Мошкара, как видно, и сам робеет в такую минуту. Еще бы. Чуть не полмесяца химичили монтажники, что, где и как, разве усмотришь, а теперь с больной головы на здоровую. У них одна забота: спихнуть котел с рук. Подписан паспорт — им дальше хоть трава не расти. А если и после подписи что такое, а если и через год до аварии дойдет? Конечно, с монтажников тоже спросят, но главный спрос с него, со старшего приемщика. Об этом все знают, а потому без спешки, без суеты, а по возможности и вовсе помаленечку.

Гриша, войдя в роль, громко рассказывает отборные армянские анекдоты, и, если бы такое в обычное время, все падали бы от хохота, Егор Тихий делается на самом деле тихим и незаметным, потому — тоже все знают — умеет он встрять невпопад и подпортить дело. Игорь Рыжов вовсе исчезает куда-то. Не любит Мошкара, если во время приемки маячит перед глазами эта тельняга. Вообще не любит без особой необходимости смотреть на Рыжова. Но это особая статья. Словом, разыгрывается на котельном участке настоящий спектакль.

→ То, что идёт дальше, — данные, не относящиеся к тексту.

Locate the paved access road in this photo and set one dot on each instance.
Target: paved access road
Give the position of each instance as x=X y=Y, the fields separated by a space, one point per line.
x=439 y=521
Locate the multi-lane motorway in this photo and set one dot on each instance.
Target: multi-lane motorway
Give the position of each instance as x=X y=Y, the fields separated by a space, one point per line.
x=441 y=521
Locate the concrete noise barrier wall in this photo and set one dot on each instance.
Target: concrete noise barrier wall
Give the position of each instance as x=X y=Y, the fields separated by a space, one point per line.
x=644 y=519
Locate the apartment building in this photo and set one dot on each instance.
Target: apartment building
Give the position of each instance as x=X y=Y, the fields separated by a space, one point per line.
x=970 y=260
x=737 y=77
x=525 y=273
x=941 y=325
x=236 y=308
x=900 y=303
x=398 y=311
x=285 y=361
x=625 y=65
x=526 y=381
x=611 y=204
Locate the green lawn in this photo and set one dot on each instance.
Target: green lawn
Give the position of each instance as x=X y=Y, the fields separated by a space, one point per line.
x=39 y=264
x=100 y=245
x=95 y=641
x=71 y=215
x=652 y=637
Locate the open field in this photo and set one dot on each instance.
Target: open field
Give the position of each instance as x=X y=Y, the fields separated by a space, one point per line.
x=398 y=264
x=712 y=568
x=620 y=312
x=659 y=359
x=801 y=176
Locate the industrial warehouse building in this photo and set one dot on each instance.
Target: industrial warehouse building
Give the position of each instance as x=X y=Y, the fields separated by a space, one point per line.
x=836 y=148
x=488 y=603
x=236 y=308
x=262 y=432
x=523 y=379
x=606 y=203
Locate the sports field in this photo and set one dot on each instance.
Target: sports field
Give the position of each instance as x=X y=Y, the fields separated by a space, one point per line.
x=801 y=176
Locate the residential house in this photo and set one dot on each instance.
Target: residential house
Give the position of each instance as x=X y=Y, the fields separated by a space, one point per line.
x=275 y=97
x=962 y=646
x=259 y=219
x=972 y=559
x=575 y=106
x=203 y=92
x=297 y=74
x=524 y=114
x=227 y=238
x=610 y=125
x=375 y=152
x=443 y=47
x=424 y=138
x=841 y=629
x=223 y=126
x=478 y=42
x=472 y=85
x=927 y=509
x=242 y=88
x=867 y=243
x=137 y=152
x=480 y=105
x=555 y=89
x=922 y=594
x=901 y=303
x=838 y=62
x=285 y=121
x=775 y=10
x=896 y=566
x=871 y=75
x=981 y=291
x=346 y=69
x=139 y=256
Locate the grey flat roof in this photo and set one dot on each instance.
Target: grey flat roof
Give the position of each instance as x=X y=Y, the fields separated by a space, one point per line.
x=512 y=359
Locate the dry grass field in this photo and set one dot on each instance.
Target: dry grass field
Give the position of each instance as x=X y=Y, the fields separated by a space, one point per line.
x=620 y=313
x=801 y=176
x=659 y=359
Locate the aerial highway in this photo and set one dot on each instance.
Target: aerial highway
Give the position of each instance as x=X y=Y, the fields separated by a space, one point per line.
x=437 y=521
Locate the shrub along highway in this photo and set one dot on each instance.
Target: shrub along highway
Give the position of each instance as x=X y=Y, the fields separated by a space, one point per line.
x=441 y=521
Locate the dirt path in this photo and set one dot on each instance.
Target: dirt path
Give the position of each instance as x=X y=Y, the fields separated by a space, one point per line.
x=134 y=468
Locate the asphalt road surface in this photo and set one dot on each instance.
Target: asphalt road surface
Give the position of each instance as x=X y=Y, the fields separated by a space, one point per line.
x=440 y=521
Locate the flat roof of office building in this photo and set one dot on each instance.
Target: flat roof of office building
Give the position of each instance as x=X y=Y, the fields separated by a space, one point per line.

Но все это пока предстоит. До этого еще далеко. Пресс-толкач тюкает и тюкает тонким штоком в пофыркивающий цилиндр, черная стрелка все ближе и ближе к финишу, никто не обнаружил пока ни «слез», ни «отпотин», и такая тишина стоит в пролете, что дзенькающее пофыркивание пресса воспринимается как нечто нереальное. Еще немного, всего два маленьких деления, две коротеньких черточки до этого заветного финиша. Егор Тихий не выдерживает, чуть приподнимает левую руку, но сразу же опускает ее, цепляется пальцами за край цилиндра. Генка Топорков изогнулся влево, чтоб всем корпусом, всей силой своего не шибко мощного тела навалиться на маховик вентиля и перекрыть доступ воды в систему. Гриша Погасян достал носовой платок и машинально, как чтец-декламатор перед новым усилием, вытирает губы. Чуков смотрит на белую розетку, куда вот-вот воткнет вилку переноски. Павлов положил правую руку на колено. Он готов и к жизни и к смерти. Если все благополучно — мгновение — и в руке новая пачка сигарет, если… Но не дай бог, не дай бог.